The poll was conducted by Dr. Vishnu Bisram with 540 respondents to reflect the demographics of the population (40% Indian, 38% African, 20% Mixed and 2% other ethnic groups). The findings have a margin of error of 4%.
Asked what is the most serious problem facing the country, 32% said corruption, 29% crime, 15% racism, 10% poor governance, and other issues (like health care, infrastructure, etc.) or no response 14%.
Photo : Dr. Vishnu Bisram
Asked if they approve or disapprove of the performance of the Police Commissioner (Gary Griffith), the numbers are 72%-17%; 11% offered neutral rating or no response. This marked the highest level of job approval of a police commissioner in the country in recent times. Many say he is the best PC since Randolph Burrowes in cracking down on crime. The recent drug busts, targeting criminal enterprises, arresting high profile criminals, and his on the job street activism have contributed to Griffith’s high poll numbers. However, there is a disconnect between the job performance of the PC and that of the police force. While people are pleased with the job of the PC and trust his judgment, and describing him as honest, they do not feel the same about police with many saying they do not feel safe in their neighborhoods and areas where they work. People are displeased (82%-12%) with the performance of the police force. They do not trust the police. Respondents say some in the police are involved in criminal activities. One positive, however, aspect of the police force is people have confidence in Griffith to transform it to do a more effective job.

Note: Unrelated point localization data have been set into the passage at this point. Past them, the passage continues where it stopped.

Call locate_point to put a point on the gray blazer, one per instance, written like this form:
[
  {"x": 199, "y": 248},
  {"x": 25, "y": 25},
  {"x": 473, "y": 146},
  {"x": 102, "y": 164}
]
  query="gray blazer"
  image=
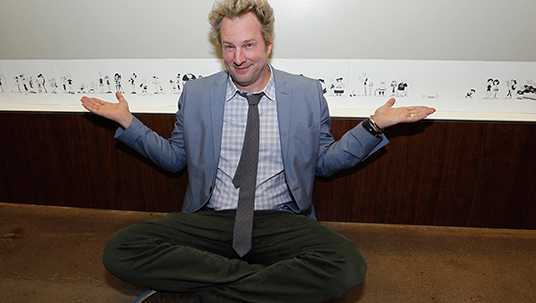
[{"x": 304, "y": 124}]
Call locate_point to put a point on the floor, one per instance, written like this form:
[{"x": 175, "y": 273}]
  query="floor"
[{"x": 53, "y": 254}]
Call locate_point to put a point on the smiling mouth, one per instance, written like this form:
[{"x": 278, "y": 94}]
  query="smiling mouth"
[{"x": 242, "y": 68}]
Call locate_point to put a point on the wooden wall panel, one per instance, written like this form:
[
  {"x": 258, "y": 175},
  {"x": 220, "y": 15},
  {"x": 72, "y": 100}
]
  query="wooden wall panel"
[{"x": 432, "y": 173}]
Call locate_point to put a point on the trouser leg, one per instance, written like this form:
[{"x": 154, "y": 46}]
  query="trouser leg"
[{"x": 293, "y": 259}]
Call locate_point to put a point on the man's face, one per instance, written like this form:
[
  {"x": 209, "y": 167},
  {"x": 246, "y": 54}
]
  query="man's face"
[{"x": 245, "y": 53}]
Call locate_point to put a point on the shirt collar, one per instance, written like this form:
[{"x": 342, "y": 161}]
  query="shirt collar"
[{"x": 269, "y": 89}]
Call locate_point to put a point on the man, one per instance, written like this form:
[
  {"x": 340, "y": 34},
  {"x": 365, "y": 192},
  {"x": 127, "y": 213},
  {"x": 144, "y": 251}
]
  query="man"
[{"x": 196, "y": 255}]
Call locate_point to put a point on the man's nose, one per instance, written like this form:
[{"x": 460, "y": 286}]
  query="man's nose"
[{"x": 239, "y": 57}]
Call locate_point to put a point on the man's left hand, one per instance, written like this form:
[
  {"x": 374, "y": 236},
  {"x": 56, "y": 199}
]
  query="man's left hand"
[{"x": 387, "y": 115}]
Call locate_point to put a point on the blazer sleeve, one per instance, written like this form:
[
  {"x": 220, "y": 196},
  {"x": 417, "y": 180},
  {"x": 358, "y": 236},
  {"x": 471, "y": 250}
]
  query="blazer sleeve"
[
  {"x": 166, "y": 153},
  {"x": 354, "y": 146}
]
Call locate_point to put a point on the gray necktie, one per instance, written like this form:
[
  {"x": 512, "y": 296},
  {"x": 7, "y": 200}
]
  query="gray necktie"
[{"x": 246, "y": 178}]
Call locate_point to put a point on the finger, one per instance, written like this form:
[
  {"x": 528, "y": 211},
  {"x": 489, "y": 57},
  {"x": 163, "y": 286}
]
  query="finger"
[{"x": 390, "y": 102}]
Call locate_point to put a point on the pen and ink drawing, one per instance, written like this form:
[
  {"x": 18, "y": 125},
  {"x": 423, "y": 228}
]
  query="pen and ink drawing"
[
  {"x": 528, "y": 91},
  {"x": 2, "y": 83}
]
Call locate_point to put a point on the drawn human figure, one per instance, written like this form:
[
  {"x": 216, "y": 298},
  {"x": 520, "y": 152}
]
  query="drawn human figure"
[
  {"x": 176, "y": 85},
  {"x": 41, "y": 87},
  {"x": 53, "y": 85},
  {"x": 158, "y": 86},
  {"x": 2, "y": 83},
  {"x": 24, "y": 82},
  {"x": 108, "y": 84},
  {"x": 489, "y": 87},
  {"x": 118, "y": 86},
  {"x": 380, "y": 91},
  {"x": 132, "y": 82},
  {"x": 101, "y": 83},
  {"x": 17, "y": 83},
  {"x": 69, "y": 81},
  {"x": 364, "y": 80},
  {"x": 338, "y": 87},
  {"x": 470, "y": 93},
  {"x": 30, "y": 85},
  {"x": 512, "y": 83},
  {"x": 402, "y": 88},
  {"x": 64, "y": 84},
  {"x": 187, "y": 77},
  {"x": 323, "y": 85},
  {"x": 528, "y": 92},
  {"x": 394, "y": 85},
  {"x": 82, "y": 89},
  {"x": 495, "y": 88},
  {"x": 143, "y": 87}
]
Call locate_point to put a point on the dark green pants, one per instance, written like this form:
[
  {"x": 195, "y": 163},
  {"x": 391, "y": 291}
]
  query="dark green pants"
[{"x": 293, "y": 258}]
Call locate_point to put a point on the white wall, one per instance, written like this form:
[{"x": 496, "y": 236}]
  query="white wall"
[{"x": 487, "y": 30}]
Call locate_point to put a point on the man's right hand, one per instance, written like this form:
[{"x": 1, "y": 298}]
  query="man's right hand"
[{"x": 117, "y": 112}]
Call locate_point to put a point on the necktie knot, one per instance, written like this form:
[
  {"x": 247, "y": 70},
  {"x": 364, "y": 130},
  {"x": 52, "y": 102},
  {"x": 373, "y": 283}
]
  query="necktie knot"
[{"x": 253, "y": 99}]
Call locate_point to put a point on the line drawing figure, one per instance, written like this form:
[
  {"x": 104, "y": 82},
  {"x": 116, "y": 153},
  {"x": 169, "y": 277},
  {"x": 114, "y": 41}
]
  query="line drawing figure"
[
  {"x": 394, "y": 85},
  {"x": 53, "y": 85},
  {"x": 495, "y": 88},
  {"x": 470, "y": 93},
  {"x": 158, "y": 86},
  {"x": 101, "y": 83},
  {"x": 402, "y": 88},
  {"x": 118, "y": 86},
  {"x": 17, "y": 83},
  {"x": 364, "y": 80},
  {"x": 188, "y": 77},
  {"x": 41, "y": 87},
  {"x": 2, "y": 83},
  {"x": 132, "y": 82},
  {"x": 338, "y": 87},
  {"x": 512, "y": 83},
  {"x": 323, "y": 85},
  {"x": 143, "y": 87},
  {"x": 489, "y": 88},
  {"x": 380, "y": 91},
  {"x": 67, "y": 84},
  {"x": 529, "y": 91},
  {"x": 176, "y": 85}
]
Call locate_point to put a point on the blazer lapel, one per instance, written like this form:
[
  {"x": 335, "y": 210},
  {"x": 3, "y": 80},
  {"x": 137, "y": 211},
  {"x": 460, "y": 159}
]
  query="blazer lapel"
[
  {"x": 284, "y": 108},
  {"x": 217, "y": 105}
]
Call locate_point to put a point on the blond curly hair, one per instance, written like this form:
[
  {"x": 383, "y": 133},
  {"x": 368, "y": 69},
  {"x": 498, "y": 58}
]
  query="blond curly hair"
[{"x": 237, "y": 8}]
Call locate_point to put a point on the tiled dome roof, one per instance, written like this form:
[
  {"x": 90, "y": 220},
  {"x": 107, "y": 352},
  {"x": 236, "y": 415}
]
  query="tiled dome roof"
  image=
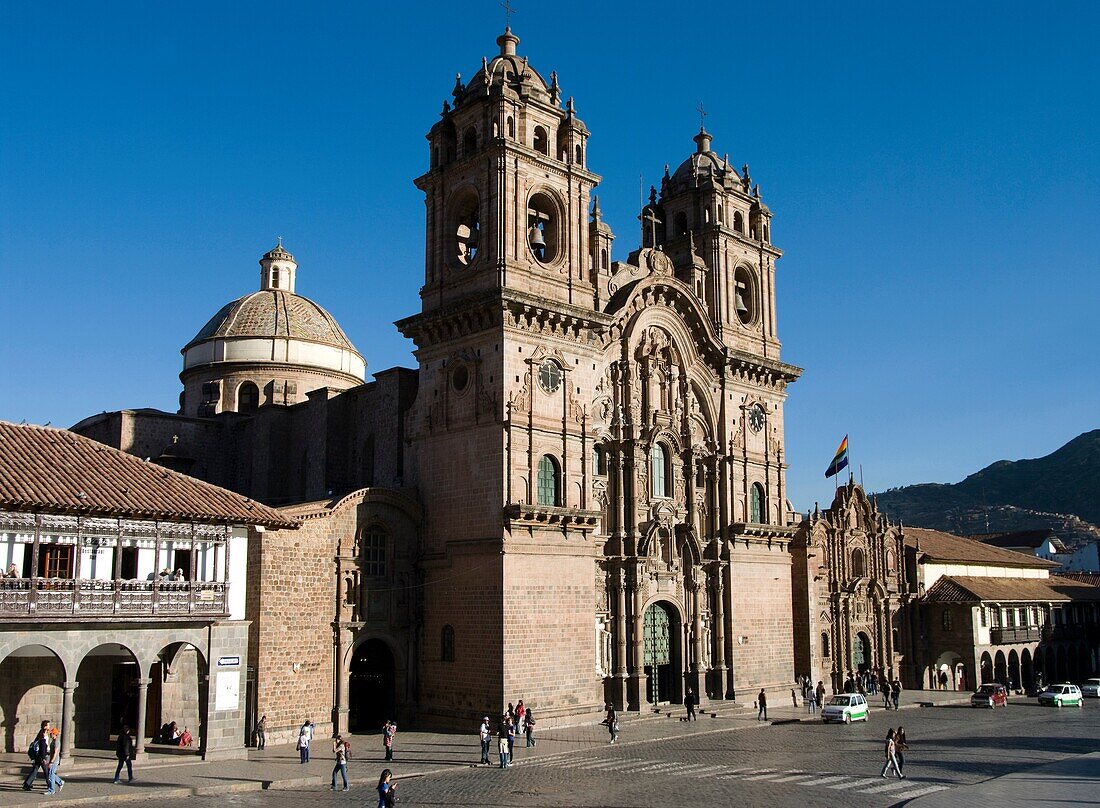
[{"x": 274, "y": 312}]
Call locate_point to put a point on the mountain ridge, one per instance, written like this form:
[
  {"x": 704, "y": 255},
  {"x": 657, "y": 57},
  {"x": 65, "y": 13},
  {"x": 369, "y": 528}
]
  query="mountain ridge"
[{"x": 1059, "y": 491}]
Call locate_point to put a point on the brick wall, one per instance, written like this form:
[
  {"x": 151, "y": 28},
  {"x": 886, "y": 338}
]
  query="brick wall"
[
  {"x": 290, "y": 604},
  {"x": 761, "y": 612}
]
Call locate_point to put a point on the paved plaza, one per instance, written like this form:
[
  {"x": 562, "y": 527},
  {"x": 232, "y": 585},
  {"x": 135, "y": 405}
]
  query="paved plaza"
[{"x": 957, "y": 754}]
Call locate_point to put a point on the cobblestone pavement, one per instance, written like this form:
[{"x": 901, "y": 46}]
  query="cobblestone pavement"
[{"x": 796, "y": 764}]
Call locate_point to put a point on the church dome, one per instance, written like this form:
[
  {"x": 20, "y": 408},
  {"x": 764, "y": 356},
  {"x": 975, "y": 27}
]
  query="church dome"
[
  {"x": 274, "y": 312},
  {"x": 270, "y": 346}
]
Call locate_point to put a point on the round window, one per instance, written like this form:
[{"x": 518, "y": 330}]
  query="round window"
[
  {"x": 550, "y": 376},
  {"x": 460, "y": 378}
]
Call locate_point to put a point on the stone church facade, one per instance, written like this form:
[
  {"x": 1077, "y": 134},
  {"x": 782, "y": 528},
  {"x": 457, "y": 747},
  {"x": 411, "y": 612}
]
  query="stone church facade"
[{"x": 579, "y": 497}]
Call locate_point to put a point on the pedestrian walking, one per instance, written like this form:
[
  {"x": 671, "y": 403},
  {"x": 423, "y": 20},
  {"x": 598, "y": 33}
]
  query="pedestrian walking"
[
  {"x": 54, "y": 783},
  {"x": 529, "y": 728},
  {"x": 124, "y": 751},
  {"x": 612, "y": 720},
  {"x": 520, "y": 717},
  {"x": 484, "y": 734},
  {"x": 502, "y": 739},
  {"x": 900, "y": 746},
  {"x": 386, "y": 788},
  {"x": 388, "y": 734},
  {"x": 340, "y": 752},
  {"x": 262, "y": 733},
  {"x": 39, "y": 752},
  {"x": 891, "y": 753},
  {"x": 305, "y": 738}
]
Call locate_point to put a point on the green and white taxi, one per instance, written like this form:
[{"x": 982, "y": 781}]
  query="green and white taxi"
[
  {"x": 1062, "y": 695},
  {"x": 845, "y": 707}
]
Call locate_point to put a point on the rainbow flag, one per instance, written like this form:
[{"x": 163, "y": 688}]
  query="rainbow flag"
[{"x": 839, "y": 460}]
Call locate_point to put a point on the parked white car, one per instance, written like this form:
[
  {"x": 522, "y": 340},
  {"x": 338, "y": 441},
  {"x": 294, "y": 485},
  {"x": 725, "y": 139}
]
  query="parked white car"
[{"x": 845, "y": 707}]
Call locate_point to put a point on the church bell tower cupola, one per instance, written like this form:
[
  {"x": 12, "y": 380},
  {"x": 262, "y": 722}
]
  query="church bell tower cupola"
[
  {"x": 507, "y": 190},
  {"x": 277, "y": 269},
  {"x": 714, "y": 227}
]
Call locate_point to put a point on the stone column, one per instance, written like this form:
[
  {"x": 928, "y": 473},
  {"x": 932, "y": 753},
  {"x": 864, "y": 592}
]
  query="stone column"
[
  {"x": 620, "y": 675},
  {"x": 697, "y": 674},
  {"x": 68, "y": 730},
  {"x": 340, "y": 682},
  {"x": 636, "y": 689},
  {"x": 718, "y": 677},
  {"x": 140, "y": 729}
]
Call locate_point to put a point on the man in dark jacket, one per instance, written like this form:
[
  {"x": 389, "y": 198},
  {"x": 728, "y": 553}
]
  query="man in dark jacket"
[
  {"x": 690, "y": 705},
  {"x": 124, "y": 751}
]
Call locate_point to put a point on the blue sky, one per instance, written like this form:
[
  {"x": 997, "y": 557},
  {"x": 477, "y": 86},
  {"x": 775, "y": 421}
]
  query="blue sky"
[{"x": 933, "y": 172}]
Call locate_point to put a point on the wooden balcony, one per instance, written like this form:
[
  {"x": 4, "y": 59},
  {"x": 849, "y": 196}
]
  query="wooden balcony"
[
  {"x": 1010, "y": 635},
  {"x": 64, "y": 599}
]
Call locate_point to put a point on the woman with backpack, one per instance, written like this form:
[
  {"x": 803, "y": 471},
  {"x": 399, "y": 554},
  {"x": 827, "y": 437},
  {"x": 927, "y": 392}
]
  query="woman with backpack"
[
  {"x": 340, "y": 750},
  {"x": 386, "y": 795}
]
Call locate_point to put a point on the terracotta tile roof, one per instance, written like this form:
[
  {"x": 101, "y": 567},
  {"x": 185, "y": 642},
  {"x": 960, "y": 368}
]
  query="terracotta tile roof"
[
  {"x": 969, "y": 589},
  {"x": 54, "y": 471},
  {"x": 937, "y": 545}
]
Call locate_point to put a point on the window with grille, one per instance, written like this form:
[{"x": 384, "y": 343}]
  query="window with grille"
[
  {"x": 374, "y": 553},
  {"x": 660, "y": 464},
  {"x": 447, "y": 644},
  {"x": 549, "y": 483}
]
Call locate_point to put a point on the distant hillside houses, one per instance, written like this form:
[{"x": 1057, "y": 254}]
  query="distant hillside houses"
[{"x": 1085, "y": 557}]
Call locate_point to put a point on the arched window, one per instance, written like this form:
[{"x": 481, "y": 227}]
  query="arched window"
[
  {"x": 549, "y": 488},
  {"x": 598, "y": 461},
  {"x": 858, "y": 568},
  {"x": 659, "y": 467},
  {"x": 447, "y": 643},
  {"x": 248, "y": 397},
  {"x": 758, "y": 506},
  {"x": 373, "y": 552},
  {"x": 541, "y": 141}
]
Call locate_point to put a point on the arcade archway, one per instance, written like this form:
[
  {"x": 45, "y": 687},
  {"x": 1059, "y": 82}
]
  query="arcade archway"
[{"x": 371, "y": 695}]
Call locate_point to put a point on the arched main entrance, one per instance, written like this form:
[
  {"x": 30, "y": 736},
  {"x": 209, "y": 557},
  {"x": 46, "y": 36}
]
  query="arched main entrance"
[
  {"x": 662, "y": 654},
  {"x": 371, "y": 697},
  {"x": 861, "y": 652},
  {"x": 31, "y": 689},
  {"x": 107, "y": 697}
]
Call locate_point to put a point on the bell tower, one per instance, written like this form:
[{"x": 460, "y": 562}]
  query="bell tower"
[{"x": 507, "y": 191}]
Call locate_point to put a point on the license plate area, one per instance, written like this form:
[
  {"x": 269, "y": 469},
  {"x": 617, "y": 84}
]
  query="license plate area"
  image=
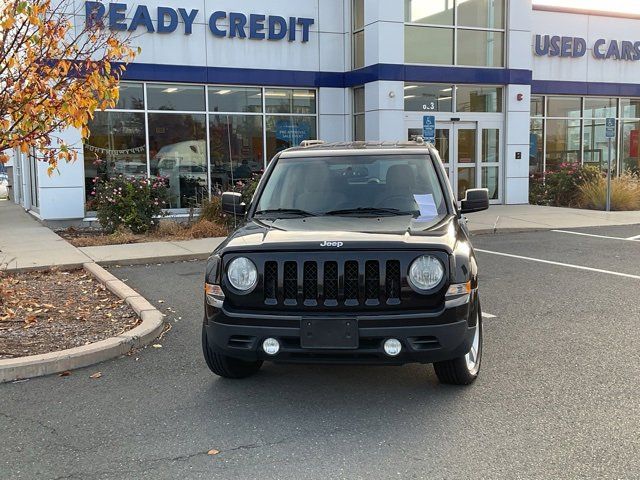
[{"x": 330, "y": 334}]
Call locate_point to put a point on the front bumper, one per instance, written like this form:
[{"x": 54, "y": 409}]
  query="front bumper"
[{"x": 426, "y": 337}]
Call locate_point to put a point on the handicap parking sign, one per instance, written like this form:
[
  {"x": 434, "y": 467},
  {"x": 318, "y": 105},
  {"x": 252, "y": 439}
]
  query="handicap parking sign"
[{"x": 429, "y": 128}]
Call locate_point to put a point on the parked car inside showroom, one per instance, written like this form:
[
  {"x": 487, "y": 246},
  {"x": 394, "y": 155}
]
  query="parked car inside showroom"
[{"x": 351, "y": 253}]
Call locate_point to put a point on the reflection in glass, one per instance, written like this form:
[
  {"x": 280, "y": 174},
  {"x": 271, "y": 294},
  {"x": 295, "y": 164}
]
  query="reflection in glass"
[
  {"x": 563, "y": 142},
  {"x": 235, "y": 99},
  {"x": 563, "y": 107},
  {"x": 630, "y": 157},
  {"x": 428, "y": 45},
  {"x": 536, "y": 152},
  {"x": 596, "y": 145},
  {"x": 481, "y": 13},
  {"x": 630, "y": 107},
  {"x": 285, "y": 131},
  {"x": 428, "y": 98},
  {"x": 466, "y": 180},
  {"x": 442, "y": 144},
  {"x": 466, "y": 145},
  {"x": 116, "y": 147},
  {"x": 490, "y": 145},
  {"x": 478, "y": 99},
  {"x": 131, "y": 96},
  {"x": 243, "y": 135},
  {"x": 434, "y": 12},
  {"x": 184, "y": 98},
  {"x": 600, "y": 107},
  {"x": 178, "y": 149},
  {"x": 490, "y": 180},
  {"x": 480, "y": 48}
]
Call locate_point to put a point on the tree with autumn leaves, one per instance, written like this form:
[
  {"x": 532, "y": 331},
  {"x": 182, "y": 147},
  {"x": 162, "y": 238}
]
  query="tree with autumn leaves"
[{"x": 54, "y": 75}]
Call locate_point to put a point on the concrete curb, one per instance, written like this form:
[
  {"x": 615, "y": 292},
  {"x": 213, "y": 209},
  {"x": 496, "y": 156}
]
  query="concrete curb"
[{"x": 48, "y": 363}]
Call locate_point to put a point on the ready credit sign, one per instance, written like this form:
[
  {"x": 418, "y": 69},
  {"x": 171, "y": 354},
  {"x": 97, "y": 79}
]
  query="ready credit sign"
[{"x": 429, "y": 128}]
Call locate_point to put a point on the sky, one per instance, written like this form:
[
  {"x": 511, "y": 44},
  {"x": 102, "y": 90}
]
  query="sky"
[{"x": 621, "y": 6}]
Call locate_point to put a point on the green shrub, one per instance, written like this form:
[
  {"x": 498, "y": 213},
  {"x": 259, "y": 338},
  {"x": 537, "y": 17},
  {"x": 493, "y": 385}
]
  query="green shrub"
[
  {"x": 561, "y": 187},
  {"x": 129, "y": 203}
]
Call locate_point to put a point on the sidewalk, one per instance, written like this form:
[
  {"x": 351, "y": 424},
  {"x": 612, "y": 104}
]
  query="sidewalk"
[
  {"x": 511, "y": 218},
  {"x": 26, "y": 244}
]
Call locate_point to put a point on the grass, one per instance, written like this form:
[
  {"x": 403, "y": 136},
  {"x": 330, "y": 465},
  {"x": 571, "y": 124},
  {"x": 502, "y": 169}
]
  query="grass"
[{"x": 625, "y": 194}]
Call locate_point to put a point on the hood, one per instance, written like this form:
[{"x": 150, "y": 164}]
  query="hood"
[{"x": 345, "y": 233}]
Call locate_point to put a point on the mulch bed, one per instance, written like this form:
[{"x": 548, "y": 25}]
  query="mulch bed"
[{"x": 43, "y": 312}]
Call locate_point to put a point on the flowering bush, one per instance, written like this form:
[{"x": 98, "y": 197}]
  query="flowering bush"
[
  {"x": 129, "y": 203},
  {"x": 560, "y": 187}
]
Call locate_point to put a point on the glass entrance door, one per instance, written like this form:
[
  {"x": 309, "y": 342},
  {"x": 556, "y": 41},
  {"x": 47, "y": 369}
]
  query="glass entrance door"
[{"x": 471, "y": 153}]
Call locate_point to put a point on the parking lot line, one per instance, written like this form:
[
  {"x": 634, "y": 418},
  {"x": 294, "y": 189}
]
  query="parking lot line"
[
  {"x": 568, "y": 265},
  {"x": 630, "y": 239}
]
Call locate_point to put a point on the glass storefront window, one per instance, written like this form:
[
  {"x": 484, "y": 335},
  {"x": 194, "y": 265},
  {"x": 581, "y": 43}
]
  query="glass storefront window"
[
  {"x": 236, "y": 148},
  {"x": 481, "y": 13},
  {"x": 286, "y": 131},
  {"x": 490, "y": 145},
  {"x": 184, "y": 98},
  {"x": 116, "y": 146},
  {"x": 490, "y": 178},
  {"x": 630, "y": 154},
  {"x": 596, "y": 145},
  {"x": 178, "y": 151},
  {"x": 563, "y": 142},
  {"x": 282, "y": 100},
  {"x": 600, "y": 107},
  {"x": 480, "y": 48},
  {"x": 433, "y": 12},
  {"x": 563, "y": 107},
  {"x": 428, "y": 97},
  {"x": 479, "y": 99},
  {"x": 234, "y": 99},
  {"x": 630, "y": 107},
  {"x": 131, "y": 96},
  {"x": 419, "y": 45},
  {"x": 536, "y": 146}
]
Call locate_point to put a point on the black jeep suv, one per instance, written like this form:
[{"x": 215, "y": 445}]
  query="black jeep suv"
[{"x": 350, "y": 254}]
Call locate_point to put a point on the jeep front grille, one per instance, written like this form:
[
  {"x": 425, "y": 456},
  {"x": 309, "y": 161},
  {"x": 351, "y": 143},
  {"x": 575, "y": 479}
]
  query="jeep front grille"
[{"x": 331, "y": 283}]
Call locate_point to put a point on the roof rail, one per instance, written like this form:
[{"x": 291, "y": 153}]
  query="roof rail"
[{"x": 311, "y": 143}]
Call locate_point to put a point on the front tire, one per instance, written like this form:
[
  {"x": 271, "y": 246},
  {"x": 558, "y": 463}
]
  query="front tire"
[
  {"x": 465, "y": 369},
  {"x": 225, "y": 366}
]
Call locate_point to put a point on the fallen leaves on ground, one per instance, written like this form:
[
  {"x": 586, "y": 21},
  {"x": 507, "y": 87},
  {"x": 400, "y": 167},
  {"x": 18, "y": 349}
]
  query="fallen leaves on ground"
[{"x": 42, "y": 312}]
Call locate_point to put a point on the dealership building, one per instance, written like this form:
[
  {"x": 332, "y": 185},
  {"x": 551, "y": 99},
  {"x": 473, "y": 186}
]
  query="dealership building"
[{"x": 220, "y": 87}]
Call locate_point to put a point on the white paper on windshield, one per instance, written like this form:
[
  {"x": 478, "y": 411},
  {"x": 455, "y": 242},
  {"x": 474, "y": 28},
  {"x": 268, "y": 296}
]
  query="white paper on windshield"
[{"x": 427, "y": 207}]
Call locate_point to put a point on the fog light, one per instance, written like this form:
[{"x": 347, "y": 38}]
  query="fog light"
[
  {"x": 392, "y": 347},
  {"x": 271, "y": 346}
]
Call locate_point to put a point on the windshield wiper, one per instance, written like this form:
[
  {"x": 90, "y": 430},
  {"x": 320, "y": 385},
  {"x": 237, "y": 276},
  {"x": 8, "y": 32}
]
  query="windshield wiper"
[
  {"x": 286, "y": 211},
  {"x": 370, "y": 211}
]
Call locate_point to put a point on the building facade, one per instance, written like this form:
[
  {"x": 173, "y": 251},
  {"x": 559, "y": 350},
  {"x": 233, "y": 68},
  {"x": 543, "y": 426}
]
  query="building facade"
[{"x": 505, "y": 88}]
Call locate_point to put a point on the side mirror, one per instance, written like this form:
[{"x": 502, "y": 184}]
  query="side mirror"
[
  {"x": 232, "y": 204},
  {"x": 475, "y": 200}
]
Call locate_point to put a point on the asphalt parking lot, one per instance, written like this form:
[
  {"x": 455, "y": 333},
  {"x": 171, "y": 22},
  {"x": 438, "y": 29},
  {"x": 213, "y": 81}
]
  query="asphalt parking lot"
[{"x": 557, "y": 397}]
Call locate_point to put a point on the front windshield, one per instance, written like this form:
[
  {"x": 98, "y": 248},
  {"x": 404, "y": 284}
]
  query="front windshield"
[{"x": 360, "y": 185}]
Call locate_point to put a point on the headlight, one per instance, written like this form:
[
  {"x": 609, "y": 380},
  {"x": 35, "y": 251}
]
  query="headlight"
[
  {"x": 242, "y": 274},
  {"x": 425, "y": 272}
]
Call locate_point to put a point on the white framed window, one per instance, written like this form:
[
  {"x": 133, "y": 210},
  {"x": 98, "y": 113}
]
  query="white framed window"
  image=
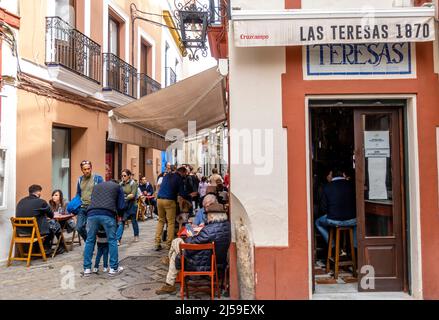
[{"x": 3, "y": 184}]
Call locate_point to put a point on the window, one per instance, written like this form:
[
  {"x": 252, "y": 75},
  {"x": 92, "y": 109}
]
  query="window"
[
  {"x": 2, "y": 177},
  {"x": 66, "y": 10},
  {"x": 113, "y": 36},
  {"x": 166, "y": 64},
  {"x": 61, "y": 160},
  {"x": 145, "y": 59}
]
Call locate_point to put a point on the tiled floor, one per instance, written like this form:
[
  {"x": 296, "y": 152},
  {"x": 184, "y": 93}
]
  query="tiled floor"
[
  {"x": 341, "y": 290},
  {"x": 60, "y": 278}
]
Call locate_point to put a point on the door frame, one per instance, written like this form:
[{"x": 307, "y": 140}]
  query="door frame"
[
  {"x": 398, "y": 179},
  {"x": 412, "y": 190}
]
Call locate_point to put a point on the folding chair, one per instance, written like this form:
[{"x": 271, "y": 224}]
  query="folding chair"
[
  {"x": 35, "y": 236},
  {"x": 141, "y": 208},
  {"x": 213, "y": 273},
  {"x": 72, "y": 241}
]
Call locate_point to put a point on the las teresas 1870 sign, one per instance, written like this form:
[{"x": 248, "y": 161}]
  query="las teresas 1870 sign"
[{"x": 353, "y": 61}]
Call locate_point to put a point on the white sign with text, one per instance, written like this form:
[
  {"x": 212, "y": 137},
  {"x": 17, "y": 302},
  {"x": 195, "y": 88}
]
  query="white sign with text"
[{"x": 359, "y": 61}]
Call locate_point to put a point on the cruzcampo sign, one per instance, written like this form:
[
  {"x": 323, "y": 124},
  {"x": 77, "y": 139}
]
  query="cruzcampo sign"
[
  {"x": 295, "y": 31},
  {"x": 370, "y": 60}
]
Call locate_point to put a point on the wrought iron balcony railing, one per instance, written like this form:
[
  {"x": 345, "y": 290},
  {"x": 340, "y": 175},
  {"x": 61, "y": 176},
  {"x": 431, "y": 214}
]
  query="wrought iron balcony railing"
[
  {"x": 119, "y": 75},
  {"x": 148, "y": 85},
  {"x": 67, "y": 47},
  {"x": 172, "y": 76}
]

On a separate issue, respondents by a large margin oppose (61%-19%) the government’s handling of relations with the Maduro regime in Venezuela with 20% saying they are not sure). Some feel the government should not have sent a representative to Maduro’s swearing in last January. Trinis overwhelmingly (70%-18%) support humanitarian assistance to Venezuelan immigrants with 12% not offering an opinion. Respondents complain that the government has not been doing much to assist fleeing Venezuelans who are in T&T.